Jadi dari analisis yang telah saya pahami, perjanjian kredit dikatakan sebagai
perjanjian baku karena merugikan pihak debitur apabila dalam pembayarannya melewati
jangka waktu yang diberikan kreditur. Dikatakan merugikan karena jika melewati batas
waktu yang ditentukan maka dikenakan denda kepada pihak debitur. Berpijak dari contoh-
contoh kontrak baku tersebut, di mana salah satunya adalah kontrak di bidang perbankan
maka tidak terlepas dari hubungan kontraktual antara bank dengan nasabah, baik nasabah
debitur, nasabah deposan, ataupun nasabah non debiturnon deposan. Terhadap nasabah
debitur, hubungan kontraktual tersebut berdasarkan suatu kontrak yang dibuat antara bank
sebagai kreditur (pemberi dana) dan pihak debitur (peminjam dana) yang kemudian populer
disebut dengan perjanjian kredit. Dalam perjanjian kredit, setiap kredit yang telah disetujui
dan disepakati antara pihak kreditur dan debitur maka wajib dituangkan dalam perjanjian
kredit (akad kredit) secara tertulis. Dalam praktek perbankan bentuk dan format dari
perjanjian kredit diserahkan sepenuhnya kepada bank yang bersangkutan namun demikian
ada hal-hal yang tetap harus dipedomani yaitu, bahwa perjanjian tersebut tidak boleh kabur
atau tidak jelas, selain itu juga perjanjian sekurangkurangnya harus memperhatikan:
keabsahan dan persyaratan secara hukum, sekaligus juga harus memuat secara jelas mengenai
jumlah besarnya kredit, jangka waktu tata cara pembayaran kembali kreditserta persyaratan
lainnya yang lazim dalam perjanjian kredit.

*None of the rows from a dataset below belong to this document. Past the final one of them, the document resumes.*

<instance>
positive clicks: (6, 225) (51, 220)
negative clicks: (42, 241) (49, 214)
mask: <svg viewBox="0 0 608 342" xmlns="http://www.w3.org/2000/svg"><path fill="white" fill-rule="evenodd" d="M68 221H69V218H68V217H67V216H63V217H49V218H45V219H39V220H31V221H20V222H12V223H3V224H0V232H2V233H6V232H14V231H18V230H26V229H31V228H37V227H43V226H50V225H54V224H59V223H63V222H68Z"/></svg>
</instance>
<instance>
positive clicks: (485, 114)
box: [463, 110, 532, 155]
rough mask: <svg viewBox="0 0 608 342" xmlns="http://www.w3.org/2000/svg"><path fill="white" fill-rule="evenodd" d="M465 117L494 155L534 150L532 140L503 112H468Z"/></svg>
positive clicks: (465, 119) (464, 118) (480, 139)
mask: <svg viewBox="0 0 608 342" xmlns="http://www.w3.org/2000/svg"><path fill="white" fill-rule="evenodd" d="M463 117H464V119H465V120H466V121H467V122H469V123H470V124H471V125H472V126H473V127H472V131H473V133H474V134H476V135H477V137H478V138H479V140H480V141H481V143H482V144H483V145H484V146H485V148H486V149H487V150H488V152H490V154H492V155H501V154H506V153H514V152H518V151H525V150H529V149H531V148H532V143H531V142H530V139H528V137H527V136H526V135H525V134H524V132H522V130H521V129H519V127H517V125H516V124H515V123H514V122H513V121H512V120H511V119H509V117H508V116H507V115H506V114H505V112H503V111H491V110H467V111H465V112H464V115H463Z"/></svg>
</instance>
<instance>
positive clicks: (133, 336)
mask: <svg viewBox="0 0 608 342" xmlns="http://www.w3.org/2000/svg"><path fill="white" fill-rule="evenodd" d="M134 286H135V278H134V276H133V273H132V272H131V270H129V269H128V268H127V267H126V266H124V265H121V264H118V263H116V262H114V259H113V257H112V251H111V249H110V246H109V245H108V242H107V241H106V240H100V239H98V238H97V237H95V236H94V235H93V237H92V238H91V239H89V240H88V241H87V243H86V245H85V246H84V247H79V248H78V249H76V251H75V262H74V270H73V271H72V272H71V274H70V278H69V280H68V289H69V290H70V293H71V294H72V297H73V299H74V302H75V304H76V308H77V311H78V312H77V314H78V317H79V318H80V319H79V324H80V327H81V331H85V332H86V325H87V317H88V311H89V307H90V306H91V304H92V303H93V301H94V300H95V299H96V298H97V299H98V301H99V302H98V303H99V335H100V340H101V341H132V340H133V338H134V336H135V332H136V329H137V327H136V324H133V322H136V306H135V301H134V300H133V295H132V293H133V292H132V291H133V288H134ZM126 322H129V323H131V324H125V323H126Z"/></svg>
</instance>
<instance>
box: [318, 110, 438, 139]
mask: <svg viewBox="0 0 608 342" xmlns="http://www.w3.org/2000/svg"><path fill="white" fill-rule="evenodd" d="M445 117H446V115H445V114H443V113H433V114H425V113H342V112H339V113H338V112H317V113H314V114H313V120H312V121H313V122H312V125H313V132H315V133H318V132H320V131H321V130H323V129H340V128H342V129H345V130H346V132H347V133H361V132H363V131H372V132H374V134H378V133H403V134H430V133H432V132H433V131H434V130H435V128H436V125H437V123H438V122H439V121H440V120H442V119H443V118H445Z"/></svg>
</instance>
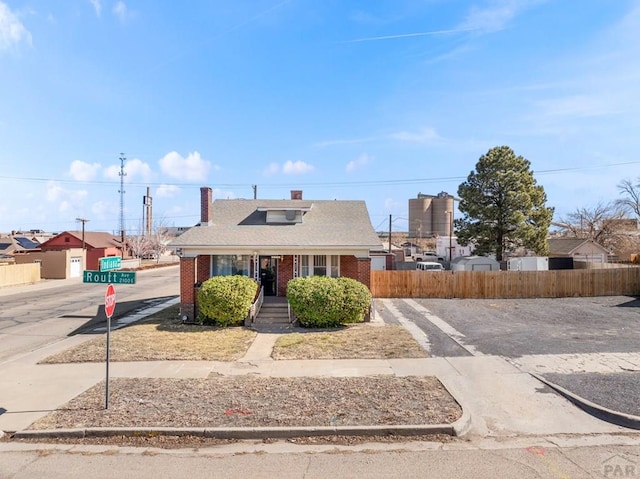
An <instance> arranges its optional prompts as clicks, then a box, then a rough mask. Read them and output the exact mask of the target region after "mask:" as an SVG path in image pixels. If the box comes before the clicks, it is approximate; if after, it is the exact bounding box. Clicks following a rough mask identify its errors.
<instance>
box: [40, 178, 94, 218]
mask: <svg viewBox="0 0 640 479" xmlns="http://www.w3.org/2000/svg"><path fill="white" fill-rule="evenodd" d="M88 195H89V193H88V192H87V191H86V190H67V189H65V188H63V187H62V186H60V184H59V183H57V182H55V181H50V182H49V183H48V184H47V191H46V195H45V197H46V199H47V201H48V202H49V203H57V206H58V211H59V212H61V213H70V212H71V211H80V210H81V206H82V202H83V201H84V200H85V199H86V198H87V196H88Z"/></svg>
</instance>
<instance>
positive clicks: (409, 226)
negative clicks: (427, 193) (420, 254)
mask: <svg viewBox="0 0 640 479" xmlns="http://www.w3.org/2000/svg"><path fill="white" fill-rule="evenodd" d="M432 198H433V196H431V195H423V194H422V193H418V197H417V198H412V199H410V200H409V237H412V238H426V237H428V236H431V199H432Z"/></svg>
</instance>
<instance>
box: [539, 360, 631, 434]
mask: <svg viewBox="0 0 640 479" xmlns="http://www.w3.org/2000/svg"><path fill="white" fill-rule="evenodd" d="M529 374H530V375H531V376H533V377H534V378H536V379H537V380H538V381H540V382H542V383H544V384H546V385H547V386H549V387H550V388H551V389H553V390H555V391H557V392H558V393H560V395H562V396H564V397H565V398H567V399H568V400H569V401H571V402H572V403H573V404H575V405H576V406H578V407H579V408H580V409H582V410H584V411H585V412H587V413H589V414H591V415H592V416H594V417H596V418H598V419H601V420H603V421H606V422H609V423H611V424H615V425H616V426H622V427H627V428H629V429H640V417H639V416H634V415H632V414H626V413H623V412H618V411H614V410H613V409H608V408H606V407H603V406H600V405H599V404H596V403H594V402H591V401H589V400H587V399H584V398H582V397H580V396H578V395H577V394H574V393H572V392H571V391H569V390H567V389H565V388H563V387H562V386H559V385H557V384H555V383H552V382H551V381H549V380H547V379H545V378H544V377H542V376H540V375H539V374H536V373H532V372H530V373H529Z"/></svg>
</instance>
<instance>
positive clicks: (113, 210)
mask: <svg viewBox="0 0 640 479" xmlns="http://www.w3.org/2000/svg"><path fill="white" fill-rule="evenodd" d="M117 212H118V207H117V206H116V205H114V204H111V203H109V202H108V201H96V202H95V203H94V204H93V205H91V214H92V216H93V217H94V218H97V219H104V218H109V217H115V216H116V215H117Z"/></svg>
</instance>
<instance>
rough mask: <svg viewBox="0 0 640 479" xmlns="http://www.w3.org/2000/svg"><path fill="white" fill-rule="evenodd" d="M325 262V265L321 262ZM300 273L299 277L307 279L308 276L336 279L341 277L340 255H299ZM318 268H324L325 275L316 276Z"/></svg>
mask: <svg viewBox="0 0 640 479" xmlns="http://www.w3.org/2000/svg"><path fill="white" fill-rule="evenodd" d="M316 258H317V259H318V260H321V259H322V260H324V264H320V261H318V263H316ZM298 265H299V273H298V276H299V277H301V278H305V277H308V276H329V277H334V278H339V277H340V255H336V254H322V255H317V254H304V255H303V254H301V255H299V261H298ZM316 268H324V274H316Z"/></svg>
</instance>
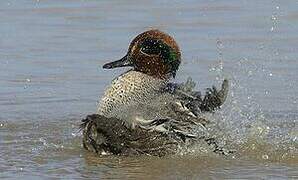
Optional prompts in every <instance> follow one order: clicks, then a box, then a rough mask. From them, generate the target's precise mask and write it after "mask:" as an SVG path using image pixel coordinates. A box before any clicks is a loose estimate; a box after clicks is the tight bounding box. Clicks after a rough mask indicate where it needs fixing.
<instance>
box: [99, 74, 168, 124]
mask: <svg viewBox="0 0 298 180" xmlns="http://www.w3.org/2000/svg"><path fill="white" fill-rule="evenodd" d="M166 83H167V80H163V79H159V78H155V77H153V76H149V75H147V74H144V73H141V72H138V71H133V70H131V71H128V72H126V73H124V74H122V75H120V76H119V77H117V78H116V79H114V80H113V81H112V84H111V85H110V87H108V89H107V90H106V91H105V93H104V96H103V97H102V99H101V101H100V103H99V106H98V109H97V113H98V114H100V115H103V116H106V117H117V118H120V119H126V118H130V117H128V116H132V113H139V112H137V111H140V109H141V108H143V106H144V105H146V104H150V103H152V101H154V99H156V98H157V97H159V96H160V95H162V92H161V91H160V90H161V89H162V88H163V87H164V86H165V85H166ZM144 108H145V107H144Z"/></svg>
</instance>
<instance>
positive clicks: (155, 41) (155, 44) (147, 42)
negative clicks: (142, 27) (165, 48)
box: [140, 39, 162, 55]
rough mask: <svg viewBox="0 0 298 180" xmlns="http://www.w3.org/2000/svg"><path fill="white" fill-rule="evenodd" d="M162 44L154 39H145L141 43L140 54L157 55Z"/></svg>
mask: <svg viewBox="0 0 298 180" xmlns="http://www.w3.org/2000/svg"><path fill="white" fill-rule="evenodd" d="M161 51H162V43H161V42H160V41H158V40H156V39H147V40H145V41H143V42H142V44H141V49H140V52H141V53H143V54H146V55H159V54H160V53H161Z"/></svg>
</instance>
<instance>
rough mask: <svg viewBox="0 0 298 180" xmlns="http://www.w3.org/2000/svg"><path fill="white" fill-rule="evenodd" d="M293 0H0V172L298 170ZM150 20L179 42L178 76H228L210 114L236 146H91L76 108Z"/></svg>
mask: <svg viewBox="0 0 298 180" xmlns="http://www.w3.org/2000/svg"><path fill="white" fill-rule="evenodd" d="M297 10H298V3H297V2H295V1H290V0H288V1H284V0H283V1H282V0H280V1H278V0H275V1H257V0H255V1H245V0H240V1H239V0H237V1H236V0H232V1H219V2H217V1H194V0H190V1H186V0H185V1H175V2H173V1H167V0H164V1H150V2H149V1H148V2H147V1H122V0H121V1H108V0H105V1H95V0H94V1H92V0H85V1H83V0H81V1H80V0H72V1H69V0H59V1H58V0H57V1H56V0H55V1H47V0H40V1H31V0H18V1H17V0H6V1H1V2H0V17H1V18H0V112H1V113H0V177H1V178H4V177H6V178H20V177H26V178H28V179H29V178H32V177H34V178H41V177H42V178H57V177H65V178H144V179H152V178H159V179H165V178H167V179H174V178H178V179H181V178H188V179H198V178H200V177H201V178H202V177H205V178H207V177H209V178H213V179H222V178H236V179H239V178H244V179H245V178H258V179H260V178H263V179H264V178H267V179H286V178H292V179H295V178H298V151H297V149H298V144H297V136H298V133H297V132H298V125H297V121H298V98H297V94H298V78H297V71H298V61H297V57H298V35H297V30H298V21H297V17H298V13H297V12H298V11H297ZM150 27H155V28H159V29H161V30H163V31H166V32H168V33H170V34H171V35H173V36H174V37H175V39H176V40H177V42H178V43H179V45H180V47H181V49H182V53H183V63H182V65H181V68H180V70H179V72H178V73H177V81H184V80H185V79H186V78H187V77H188V76H191V77H192V78H193V79H194V80H195V81H197V82H198V89H200V90H204V88H206V87H210V86H211V85H213V84H216V85H218V84H219V83H220V81H221V80H222V79H223V78H224V77H227V78H229V79H230V81H231V91H230V94H229V97H228V99H227V102H226V103H225V105H224V107H223V109H222V110H221V111H219V112H217V113H216V114H215V115H214V116H215V117H214V121H218V122H219V124H220V125H221V127H222V128H223V129H224V131H225V132H227V133H226V134H227V137H229V138H228V140H229V141H230V142H231V144H232V145H233V147H234V148H235V149H236V150H237V153H236V154H235V155H234V156H232V157H217V156H214V155H210V154H194V155H191V156H177V157H167V158H156V157H143V156H142V157H117V156H105V157H96V156H95V155H94V154H92V153H89V152H86V151H84V150H83V148H82V146H81V133H80V132H79V131H78V126H79V124H80V119H81V118H83V117H84V116H85V115H87V114H90V113H93V112H95V110H96V101H97V99H98V97H99V96H100V95H101V94H102V93H103V91H104V88H105V86H107V85H108V84H109V83H110V81H111V80H112V78H113V77H115V76H116V75H118V74H120V73H121V72H123V71H124V70H123V69H117V70H116V69H115V70H103V69H101V68H100V67H101V66H102V64H103V63H105V62H108V61H111V60H116V59H118V58H120V57H121V56H123V55H124V54H125V52H126V50H127V46H128V43H129V42H130V40H131V39H132V38H133V37H134V36H136V35H137V34H138V33H140V32H142V31H144V30H147V29H148V28H150Z"/></svg>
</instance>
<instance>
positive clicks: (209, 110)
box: [82, 30, 228, 153]
mask: <svg viewBox="0 0 298 180" xmlns="http://www.w3.org/2000/svg"><path fill="white" fill-rule="evenodd" d="M180 63H181V53H180V49H179V47H178V45H177V43H176V42H175V40H174V39H173V38H172V37H171V36H169V35H168V34H166V33H164V32H161V31H159V30H149V31H146V32H143V33H141V34H139V35H138V36H137V37H135V38H134V39H133V40H132V42H131V44H130V46H129V48H128V52H127V54H126V55H125V56H124V57H123V58H121V59H120V60H117V61H114V62H110V63H107V64H105V65H104V66H103V68H106V69H111V68H117V67H125V66H130V67H132V69H130V70H128V71H127V72H125V73H123V74H121V75H120V76H118V77H116V78H115V79H114V80H113V81H112V84H111V85H110V86H109V87H108V88H107V90H106V91H105V93H104V95H103V97H102V98H101V100H100V102H99V106H98V109H97V113H96V114H97V115H93V116H88V117H87V118H86V119H85V120H83V122H84V123H83V125H82V127H83V129H84V131H83V135H84V138H83V144H84V147H85V148H86V149H89V150H93V151H95V152H99V151H100V149H104V150H107V151H110V152H113V153H119V152H122V150H123V151H124V149H126V150H127V149H130V150H131V149H133V150H136V149H139V148H145V149H146V148H147V150H146V151H150V150H148V148H152V147H158V148H161V147H160V146H162V144H164V145H165V144H167V143H170V142H171V143H170V144H172V142H173V141H174V142H178V141H179V142H180V141H182V142H185V140H186V139H187V138H190V139H196V140H199V139H203V138H202V137H204V138H206V137H207V136H208V133H207V132H206V129H205V125H206V124H208V121H207V120H205V119H204V118H202V117H201V116H200V114H201V113H202V112H204V111H209V112H210V111H211V112H212V111H214V110H215V109H217V108H219V107H220V106H221V105H222V104H223V102H224V101H225V99H226V96H227V92H228V81H227V80H224V82H223V84H222V88H221V90H219V91H217V89H216V88H215V87H213V88H209V89H207V93H206V95H205V97H204V98H202V97H201V94H200V92H196V91H194V90H193V88H194V86H195V84H194V83H193V81H192V80H190V79H189V80H188V81H187V82H186V83H181V84H176V83H172V82H170V81H171V80H172V79H173V78H175V76H176V72H177V70H178V67H179V65H180ZM118 122H119V123H118ZM122 123H124V124H126V125H123V124H122ZM122 125H123V126H122ZM127 125H129V126H127ZM130 127H133V128H130ZM127 128H129V129H132V130H129V131H128V130H127ZM133 129H134V130H133ZM124 132H126V133H124ZM152 132H155V133H152ZM157 132H159V133H162V134H167V135H168V136H164V135H162V136H156V133H157ZM120 134H121V136H120ZM138 136H143V137H138ZM161 137H162V138H161ZM146 138H149V139H151V140H152V142H150V143H149V144H148V142H147V145H148V146H146V143H145V142H144V140H145V139H146ZM136 139H138V140H136ZM177 139H179V140H177ZM207 139H208V138H207ZM207 139H205V140H206V142H207ZM163 141H165V142H163ZM208 141H210V139H208ZM132 142H133V143H132ZM157 142H158V143H157ZM207 143H208V142H207ZM119 144H122V145H119ZM123 144H124V146H125V147H124V146H123ZM154 144H155V145H156V146H154ZM174 144H175V143H174ZM176 144H177V143H176ZM178 144H179V143H178ZM118 146H119V147H118ZM136 147H138V148H136ZM165 147H166V146H164V147H162V148H165ZM175 147H177V146H175ZM121 148H122V149H121ZM115 149H117V150H115ZM153 149H154V148H153ZM165 149H166V148H165ZM170 149H172V150H173V148H170ZM165 152H166V151H165Z"/></svg>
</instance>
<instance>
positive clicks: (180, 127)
mask: <svg viewBox="0 0 298 180" xmlns="http://www.w3.org/2000/svg"><path fill="white" fill-rule="evenodd" d="M82 122H83V123H82V125H81V129H82V130H83V147H84V148H85V149H87V150H89V151H92V152H95V153H97V154H100V155H103V154H115V155H140V154H146V155H153V156H165V155H170V154H177V153H178V152H180V151H182V152H183V150H188V148H191V147H193V145H203V144H204V143H205V144H206V145H208V147H210V148H209V149H210V152H212V151H213V152H215V153H217V154H222V155H228V154H230V153H232V152H231V151H227V150H225V149H224V148H222V147H220V146H219V145H218V143H217V141H216V140H215V139H214V138H209V137H207V136H203V135H201V136H198V134H186V133H185V129H184V128H185V125H186V126H187V128H189V126H188V125H187V124H184V125H183V124H181V122H177V121H176V122H175V121H173V120H170V119H156V120H155V121H152V122H151V123H152V124H151V127H157V126H163V128H165V129H167V131H166V132H162V131H160V130H157V129H156V128H152V129H147V128H142V127H141V126H136V127H135V128H133V129H131V128H128V127H127V126H125V125H124V121H122V120H120V119H117V118H106V117H104V116H101V115H98V114H93V115H88V116H87V117H86V118H85V119H83V120H82ZM177 125H178V126H177ZM191 127H195V126H194V125H192V126H191ZM202 143H203V144H202Z"/></svg>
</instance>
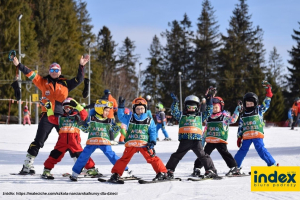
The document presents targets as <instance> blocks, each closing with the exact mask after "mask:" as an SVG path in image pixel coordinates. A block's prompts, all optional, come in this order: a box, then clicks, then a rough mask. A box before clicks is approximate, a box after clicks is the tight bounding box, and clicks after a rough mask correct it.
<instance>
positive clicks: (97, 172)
mask: <svg viewBox="0 0 300 200" xmlns="http://www.w3.org/2000/svg"><path fill="white" fill-rule="evenodd" d="M86 176H90V177H94V176H98V177H101V176H103V174H101V173H99V172H98V169H97V168H95V167H93V168H90V169H88V170H87V171H86Z"/></svg>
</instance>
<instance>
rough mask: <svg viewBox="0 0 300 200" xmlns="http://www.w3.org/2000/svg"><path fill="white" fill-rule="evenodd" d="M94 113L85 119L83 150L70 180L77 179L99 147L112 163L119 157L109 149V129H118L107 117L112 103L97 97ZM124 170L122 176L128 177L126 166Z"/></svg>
mask: <svg viewBox="0 0 300 200" xmlns="http://www.w3.org/2000/svg"><path fill="white" fill-rule="evenodd" d="M94 108H95V115H91V116H90V117H89V118H88V120H87V125H88V126H87V127H86V130H85V132H88V133H89V136H88V140H87V142H86V146H85V148H84V149H83V152H82V153H81V154H80V156H79V158H78V159H77V161H76V163H75V165H74V166H73V168H72V170H73V173H72V176H70V179H71V181H77V177H78V175H79V174H80V172H81V170H82V168H83V166H84V165H85V164H86V162H87V161H88V159H89V157H90V156H91V154H92V153H93V152H94V151H95V150H96V149H97V148H99V149H101V150H102V151H103V153H104V154H105V156H106V157H107V158H108V159H109V161H110V162H111V163H112V164H113V165H114V164H115V163H116V161H117V160H118V159H119V157H118V156H117V155H116V154H115V152H114V151H113V150H112V149H111V141H110V136H109V131H110V130H112V129H114V128H116V129H117V130H116V129H114V132H118V131H119V127H118V126H117V127H112V119H111V118H108V114H109V112H110V109H112V108H113V103H112V102H110V101H108V100H105V99H99V100H97V101H96V103H95V107H94ZM124 169H125V172H126V173H124V175H123V176H122V178H124V177H130V176H131V175H130V172H128V167H126V166H125V167H124Z"/></svg>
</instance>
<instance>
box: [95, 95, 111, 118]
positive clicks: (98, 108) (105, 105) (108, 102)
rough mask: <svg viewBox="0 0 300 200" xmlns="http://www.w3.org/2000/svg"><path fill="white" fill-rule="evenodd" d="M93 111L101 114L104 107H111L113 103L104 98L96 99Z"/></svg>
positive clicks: (103, 109)
mask: <svg viewBox="0 0 300 200" xmlns="http://www.w3.org/2000/svg"><path fill="white" fill-rule="evenodd" d="M94 108H95V111H96V113H97V114H99V115H103V111H104V109H105V108H113V103H112V102H111V101H108V100H106V99H98V100H97V101H96V103H95V106H94Z"/></svg>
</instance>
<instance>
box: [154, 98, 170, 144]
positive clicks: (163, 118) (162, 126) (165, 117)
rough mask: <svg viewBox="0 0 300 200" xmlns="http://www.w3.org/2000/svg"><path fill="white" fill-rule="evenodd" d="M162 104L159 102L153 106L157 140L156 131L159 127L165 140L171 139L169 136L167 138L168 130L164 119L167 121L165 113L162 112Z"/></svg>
mask: <svg viewBox="0 0 300 200" xmlns="http://www.w3.org/2000/svg"><path fill="white" fill-rule="evenodd" d="M164 110H165V109H164V106H163V105H162V104H161V103H158V104H156V106H155V111H156V112H155V116H156V121H157V124H156V138H157V141H159V138H158V131H159V129H161V130H162V132H163V134H164V135H165V139H164V140H165V141H171V138H169V135H168V132H167V131H166V128H165V126H166V121H167V118H166V115H165V112H164Z"/></svg>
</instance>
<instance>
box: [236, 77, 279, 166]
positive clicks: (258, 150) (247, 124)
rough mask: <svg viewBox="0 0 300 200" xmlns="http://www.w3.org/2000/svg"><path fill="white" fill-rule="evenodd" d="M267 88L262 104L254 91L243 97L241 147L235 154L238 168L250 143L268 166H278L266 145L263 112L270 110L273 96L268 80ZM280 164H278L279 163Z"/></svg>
mask: <svg viewBox="0 0 300 200" xmlns="http://www.w3.org/2000/svg"><path fill="white" fill-rule="evenodd" d="M262 84H263V86H264V87H265V88H266V92H267V93H266V98H265V99H264V102H263V104H262V105H258V97H257V95H256V94H254V93H253V92H248V93H246V94H245V96H244V98H243V107H244V113H242V114H241V117H240V120H239V129H238V134H237V136H238V139H237V146H238V147H240V149H239V150H238V152H237V153H236V154H235V156H234V159H235V160H236V163H237V166H238V168H241V165H242V162H243V160H244V158H245V156H246V154H247V153H248V150H249V148H250V145H251V144H252V143H254V147H255V149H256V151H257V153H258V155H259V156H260V157H261V158H262V159H263V160H264V161H265V162H266V163H267V165H268V166H272V165H274V166H276V162H275V160H274V158H273V157H272V156H271V154H270V153H269V152H268V150H267V149H266V148H265V145H264V141H263V138H264V130H263V126H264V122H263V114H264V113H265V112H266V111H267V110H268V108H269V106H270V102H271V98H272V96H273V93H272V90H271V88H272V87H271V85H270V84H269V83H268V82H267V81H263V82H262ZM277 165H278V164H277Z"/></svg>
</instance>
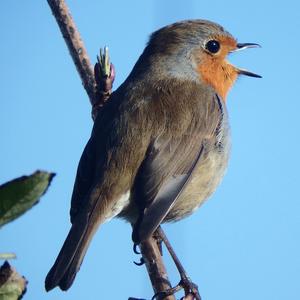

Memang jika dilihat dari sisi nasabah, kontrak sepihak dengan klausa baku tersebut
sangat berat sebelah, yang mana posisi bank akan lebih dominan dalam menentukan isi di
dalam kontrak, akan tetapi jika dilihat lebih dalam lagi ketika kontrak tersebut telah
disepakati dan di tandatangani oleh kedua belah pihak maka posisinya akan terbalik, yang
mana bargaining position atau posisi tawar nasabah akan berada di atas bank.
Hal ini dikarenakan jika terjadi wanprestasi ataupun gagal bayar yang dilakukan oleh
pihak debitur maka posisi bank untuk menarik atau mengeksekusi jaminan atas kredit
tersebut sangat sulit, karena barang jaminan yang tertera di dalam perjanjian antara bank dan
nasabahnya keberadaannya dikuasai oleh pihak nasabah, sedangkan pihak bank pada
umumnya hanya memegang surat atas jaminan tersebut yang biasanya berbentuk BPKB atau
Sertipikat.
Pihak perbankan yang memiliki kedudukan kuat pada saat pembuatan kontrak baku
prjanjian kredit hendaknya senantiasa memperhatikan aspek-aspek kepatutan dan keadilan
sehingga saling masing-masing pihak sama-sama memperoleh kemanfaatan yang seimbang.
Perlunya pemerintah segera mengatur tentang aturan-aturan dasar yang digunakan sebagai
pedoman dalam pembuatan perjanjian baku,sehingga diharapkan perjanjian baku yang kini
telah menjadi kebutuhan masyarakat dibuat dengan essensi isi hak dan kewajiban yang
seimbang bagi para pihak untuk mewujudkan keadilan dan kepastian hukum.